PAUL CELAN : 65 POEMS
Dublin, Raven Arts Press, 1985

translations from the German by Brian Lynch with Peter Jankowsky

This book sold out rapidly – there was a great interest then (and there is still) in Celan’s work. The publishers were grudging about permissions, insisted the edition should be confined to Ireland, and as a consequence a second edition was not pursued.

Peter Jankowsky and I subsequently did translations of a further ten poems which were published in Krino and the large volume that anthologised that magazine. For more information on Peter Jankowsky see the links to Easter Snow and the TV drama Caught in a Free State.

Review

RIPPLES FROM A POET’S LIFE

PAUL CELAN: 65 POEMS
Translated by Brian Lynch & Peter Jankovsky
(Raven Arts Press, £3.95 pb)

Paul Celan, regarded as one of the great poets of the German language, thought of his poems as stones.
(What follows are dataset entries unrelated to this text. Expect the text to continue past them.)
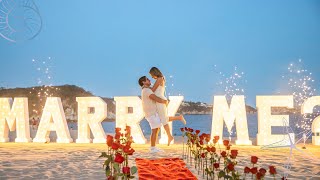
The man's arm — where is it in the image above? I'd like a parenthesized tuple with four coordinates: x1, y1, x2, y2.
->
(149, 94, 168, 105)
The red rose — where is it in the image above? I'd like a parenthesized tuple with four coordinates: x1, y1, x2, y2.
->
(189, 128, 194, 133)
(221, 151, 227, 158)
(206, 146, 211, 152)
(206, 146, 216, 153)
(213, 163, 219, 169)
(107, 175, 114, 180)
(214, 136, 219, 141)
(227, 163, 234, 171)
(184, 127, 188, 131)
(127, 149, 135, 155)
(114, 153, 125, 164)
(226, 145, 231, 150)
(259, 168, 267, 176)
(251, 156, 258, 164)
(244, 167, 251, 174)
(205, 137, 210, 142)
(196, 130, 200, 134)
(251, 167, 258, 174)
(206, 134, 211, 138)
(122, 166, 130, 174)
(106, 135, 113, 147)
(223, 140, 229, 146)
(123, 145, 135, 155)
(211, 147, 216, 153)
(256, 172, 263, 180)
(180, 128, 184, 132)
(115, 127, 121, 133)
(269, 166, 277, 175)
(111, 142, 120, 150)
(230, 149, 238, 159)
(115, 133, 121, 140)
(199, 134, 204, 140)
(281, 177, 287, 180)
(199, 140, 204, 145)
(201, 153, 206, 158)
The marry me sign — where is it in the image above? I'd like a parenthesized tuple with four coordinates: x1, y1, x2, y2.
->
(0, 95, 319, 146)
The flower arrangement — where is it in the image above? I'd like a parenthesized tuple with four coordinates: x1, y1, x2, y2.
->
(100, 126, 137, 180)
(181, 127, 280, 180)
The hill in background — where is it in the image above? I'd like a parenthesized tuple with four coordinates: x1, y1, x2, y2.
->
(0, 85, 257, 121)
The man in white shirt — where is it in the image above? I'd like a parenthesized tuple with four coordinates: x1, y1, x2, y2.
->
(139, 76, 169, 153)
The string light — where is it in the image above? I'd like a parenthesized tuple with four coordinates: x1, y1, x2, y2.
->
(0, 98, 32, 143)
(211, 95, 252, 145)
(33, 97, 73, 143)
(76, 97, 107, 143)
(256, 96, 295, 145)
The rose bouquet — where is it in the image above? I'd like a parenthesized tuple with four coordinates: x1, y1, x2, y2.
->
(100, 126, 137, 180)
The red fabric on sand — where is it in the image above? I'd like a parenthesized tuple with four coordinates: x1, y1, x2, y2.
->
(135, 157, 197, 180)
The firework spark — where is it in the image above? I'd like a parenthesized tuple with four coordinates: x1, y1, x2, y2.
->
(214, 65, 246, 101)
(282, 59, 318, 131)
(30, 57, 59, 117)
(165, 74, 182, 97)
(213, 65, 247, 137)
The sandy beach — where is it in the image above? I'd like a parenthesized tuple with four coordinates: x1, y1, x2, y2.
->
(1, 137, 320, 180)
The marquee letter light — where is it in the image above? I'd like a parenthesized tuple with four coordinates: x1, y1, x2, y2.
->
(0, 98, 31, 143)
(256, 96, 294, 146)
(159, 96, 184, 144)
(114, 96, 146, 144)
(301, 96, 320, 145)
(33, 97, 73, 143)
(76, 97, 107, 143)
(211, 96, 252, 145)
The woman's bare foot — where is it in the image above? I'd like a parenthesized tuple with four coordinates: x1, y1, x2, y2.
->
(180, 115, 186, 125)
(168, 136, 174, 146)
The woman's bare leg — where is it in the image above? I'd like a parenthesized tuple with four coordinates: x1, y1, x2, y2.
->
(163, 124, 174, 146)
(168, 115, 186, 124)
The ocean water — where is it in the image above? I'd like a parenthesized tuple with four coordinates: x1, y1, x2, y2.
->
(69, 114, 259, 137)
(68, 114, 310, 139)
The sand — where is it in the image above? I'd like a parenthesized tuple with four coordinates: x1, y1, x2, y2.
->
(0, 138, 320, 179)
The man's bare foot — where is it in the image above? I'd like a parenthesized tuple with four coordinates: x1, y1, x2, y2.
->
(168, 136, 174, 146)
(180, 115, 186, 125)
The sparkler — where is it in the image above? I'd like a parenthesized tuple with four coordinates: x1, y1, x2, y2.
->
(165, 74, 183, 97)
(30, 57, 59, 118)
(282, 59, 319, 145)
(213, 65, 247, 140)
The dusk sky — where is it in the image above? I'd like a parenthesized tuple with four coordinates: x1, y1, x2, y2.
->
(1, 0, 320, 106)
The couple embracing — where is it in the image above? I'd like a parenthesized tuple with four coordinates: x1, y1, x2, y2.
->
(138, 67, 186, 153)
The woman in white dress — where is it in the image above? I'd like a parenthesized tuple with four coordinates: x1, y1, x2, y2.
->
(149, 67, 186, 146)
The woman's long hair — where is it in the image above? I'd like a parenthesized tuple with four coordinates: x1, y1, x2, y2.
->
(149, 67, 163, 78)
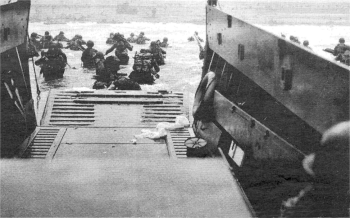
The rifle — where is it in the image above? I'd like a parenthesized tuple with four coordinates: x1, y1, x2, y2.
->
(193, 33, 204, 53)
(323, 48, 335, 55)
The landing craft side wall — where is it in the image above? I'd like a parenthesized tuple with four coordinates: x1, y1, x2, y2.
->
(206, 6, 349, 134)
(0, 1, 31, 53)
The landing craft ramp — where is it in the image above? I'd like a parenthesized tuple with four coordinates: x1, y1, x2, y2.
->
(7, 89, 254, 217)
(18, 90, 192, 159)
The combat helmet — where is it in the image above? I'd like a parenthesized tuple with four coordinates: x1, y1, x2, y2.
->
(94, 52, 104, 60)
(59, 31, 64, 35)
(45, 31, 50, 35)
(303, 40, 309, 46)
(339, 38, 345, 43)
(163, 37, 168, 42)
(31, 32, 39, 38)
(130, 33, 134, 36)
(87, 40, 94, 48)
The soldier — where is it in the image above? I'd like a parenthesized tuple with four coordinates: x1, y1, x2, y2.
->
(53, 31, 69, 42)
(66, 34, 86, 51)
(105, 33, 133, 65)
(136, 32, 150, 44)
(280, 121, 350, 217)
(290, 36, 300, 44)
(127, 33, 136, 43)
(41, 31, 53, 49)
(108, 77, 141, 90)
(81, 40, 98, 69)
(129, 57, 160, 85)
(28, 32, 42, 57)
(30, 32, 42, 50)
(141, 41, 166, 65)
(106, 33, 115, 44)
(35, 42, 67, 81)
(92, 52, 110, 89)
(159, 37, 169, 48)
(333, 38, 350, 65)
(334, 38, 350, 56)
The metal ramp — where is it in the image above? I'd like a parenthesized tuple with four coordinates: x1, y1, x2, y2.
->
(21, 90, 192, 159)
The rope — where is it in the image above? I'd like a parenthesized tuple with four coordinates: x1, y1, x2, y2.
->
(15, 46, 29, 95)
(208, 52, 215, 72)
(31, 57, 41, 97)
(27, 34, 41, 96)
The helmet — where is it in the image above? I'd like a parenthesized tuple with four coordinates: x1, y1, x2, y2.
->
(94, 52, 104, 59)
(339, 38, 345, 43)
(78, 35, 83, 39)
(163, 37, 168, 42)
(31, 32, 39, 38)
(140, 32, 144, 35)
(303, 40, 309, 46)
(59, 31, 64, 35)
(49, 42, 58, 49)
(150, 41, 156, 46)
(87, 40, 94, 47)
(131, 33, 134, 36)
(195, 31, 198, 35)
(45, 31, 49, 35)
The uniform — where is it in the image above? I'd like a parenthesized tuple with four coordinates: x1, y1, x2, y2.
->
(35, 43, 67, 81)
(127, 33, 136, 43)
(81, 48, 98, 69)
(105, 35, 133, 65)
(106, 33, 115, 45)
(67, 35, 86, 51)
(159, 37, 169, 48)
(129, 58, 160, 85)
(136, 32, 150, 44)
(108, 77, 141, 90)
(41, 31, 53, 49)
(53, 31, 69, 42)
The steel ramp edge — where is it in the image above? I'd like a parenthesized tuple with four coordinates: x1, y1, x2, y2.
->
(166, 128, 195, 158)
(18, 127, 66, 159)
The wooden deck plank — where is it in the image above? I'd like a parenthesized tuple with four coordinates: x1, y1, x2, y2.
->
(52, 111, 94, 114)
(144, 105, 181, 108)
(50, 118, 95, 121)
(76, 93, 163, 98)
(52, 107, 94, 111)
(53, 104, 94, 107)
(51, 115, 95, 118)
(73, 98, 164, 104)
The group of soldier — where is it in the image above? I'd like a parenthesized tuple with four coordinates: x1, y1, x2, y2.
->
(29, 29, 171, 90)
(89, 31, 169, 90)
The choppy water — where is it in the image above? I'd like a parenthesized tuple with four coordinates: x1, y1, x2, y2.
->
(28, 22, 347, 120)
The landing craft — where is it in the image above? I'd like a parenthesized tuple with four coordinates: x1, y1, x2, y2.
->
(1, 0, 349, 217)
(194, 0, 349, 216)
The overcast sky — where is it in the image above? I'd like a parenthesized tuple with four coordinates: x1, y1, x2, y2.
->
(2, 0, 348, 5)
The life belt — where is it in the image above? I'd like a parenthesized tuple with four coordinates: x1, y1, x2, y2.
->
(192, 71, 217, 120)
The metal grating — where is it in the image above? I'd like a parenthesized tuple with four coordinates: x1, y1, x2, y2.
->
(141, 92, 185, 124)
(168, 129, 192, 158)
(50, 92, 95, 126)
(22, 128, 60, 159)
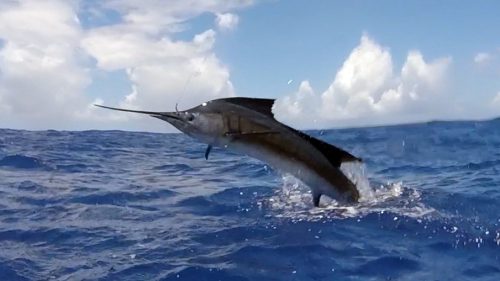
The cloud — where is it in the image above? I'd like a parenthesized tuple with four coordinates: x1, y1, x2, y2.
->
(215, 13, 239, 31)
(274, 35, 452, 129)
(0, 0, 90, 129)
(272, 81, 320, 128)
(102, 0, 251, 34)
(474, 52, 492, 64)
(0, 0, 251, 131)
(79, 1, 252, 131)
(81, 10, 239, 131)
(492, 92, 500, 107)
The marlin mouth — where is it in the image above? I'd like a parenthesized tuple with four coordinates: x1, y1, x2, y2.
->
(151, 113, 182, 122)
(152, 113, 180, 120)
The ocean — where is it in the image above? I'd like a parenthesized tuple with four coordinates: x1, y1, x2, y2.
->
(0, 119, 499, 280)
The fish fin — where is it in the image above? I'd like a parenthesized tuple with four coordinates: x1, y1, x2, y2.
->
(218, 98, 276, 118)
(205, 145, 212, 160)
(312, 192, 322, 207)
(291, 129, 361, 168)
(309, 135, 361, 167)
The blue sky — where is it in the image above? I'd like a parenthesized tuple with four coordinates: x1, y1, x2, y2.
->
(221, 1, 499, 98)
(0, 0, 499, 131)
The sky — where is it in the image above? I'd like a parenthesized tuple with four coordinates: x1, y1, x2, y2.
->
(0, 0, 499, 132)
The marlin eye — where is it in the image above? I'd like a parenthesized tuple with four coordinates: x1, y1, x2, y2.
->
(187, 115, 194, 121)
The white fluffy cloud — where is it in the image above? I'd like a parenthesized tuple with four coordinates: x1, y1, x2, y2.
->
(80, 1, 245, 131)
(82, 25, 235, 131)
(0, 1, 494, 132)
(474, 52, 492, 64)
(215, 13, 239, 31)
(492, 92, 500, 106)
(0, 0, 251, 131)
(104, 0, 250, 33)
(274, 35, 452, 129)
(0, 0, 90, 129)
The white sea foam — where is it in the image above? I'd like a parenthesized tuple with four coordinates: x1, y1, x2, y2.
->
(265, 163, 436, 221)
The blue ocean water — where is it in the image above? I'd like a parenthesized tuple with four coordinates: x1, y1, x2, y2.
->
(0, 120, 499, 281)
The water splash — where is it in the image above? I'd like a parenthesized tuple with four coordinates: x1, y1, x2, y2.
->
(264, 163, 436, 221)
(341, 161, 374, 200)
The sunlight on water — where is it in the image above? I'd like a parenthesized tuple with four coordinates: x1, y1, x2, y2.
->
(265, 163, 436, 221)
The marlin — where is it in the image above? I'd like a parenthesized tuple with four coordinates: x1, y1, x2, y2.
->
(95, 97, 362, 206)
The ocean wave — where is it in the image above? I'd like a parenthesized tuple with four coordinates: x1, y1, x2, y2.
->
(0, 124, 499, 280)
(70, 189, 175, 205)
(0, 154, 48, 170)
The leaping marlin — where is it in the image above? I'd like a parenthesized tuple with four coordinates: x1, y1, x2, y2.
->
(95, 97, 361, 206)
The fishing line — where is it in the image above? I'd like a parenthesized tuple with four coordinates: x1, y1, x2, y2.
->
(176, 54, 209, 109)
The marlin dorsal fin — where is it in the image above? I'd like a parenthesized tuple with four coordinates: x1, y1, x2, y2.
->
(220, 98, 276, 118)
(294, 130, 361, 168)
(311, 136, 361, 167)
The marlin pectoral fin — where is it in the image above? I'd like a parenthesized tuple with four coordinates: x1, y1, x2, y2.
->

When he drowned himself in the Seine in 1970, his pockets were full of stones.

His later poetry is akin to stones washed clean by the remorseless flow of water. His style, as the introduction to PAUL CELAN: 65 POEMS points out, “becomes increasingly lapidary, avoiding what he called the “thyme carpet” of language. Yet, to stretch the metaphor, the water’s mineral traces cling to the stone, and build up as time passes.

In several of the poems here, one has almost to stop thinking to let the meaning come through of its own accord – even when it seems most obvious.

TO STAND, in the shadow
of the wound-mark in the air.

To stand-for-no-one-and-no-thing.
Unrecognised,
for you
alone.

With all there is room for in that,
even without
language.

In a sense, this is only difficult in its simplicity. Celan’s poetry, more than any other, requires a suspension of expectations, an ability to meditate on the purity of its language.

HAIR-LINE SUNS
above the grey-black wasteland.
A tree-
high thought
takes hold of the light-tone: there are
still songs to be sung beyond
mankind.

In Jankowsky and Lynch, Celan would seem to have ideal translators: the precision of Jankowsky’s German coupled with Lynch’s sense of poetic power and correctness. It is interesting to compare their translation of ‘Matiere de Bretagne’ – one of the few poems from this volume translated before – with that by Michael Hamburger in the ‘Selected Poems’ (Penguin 1972).

That they have succeeded in doing justice to Celan in these 65 poems I have no doubt. A pure poetic spirit and sense of precision sing out from them. It is a very exciting book.

– Philip Casey, The Sunday Press, 1985.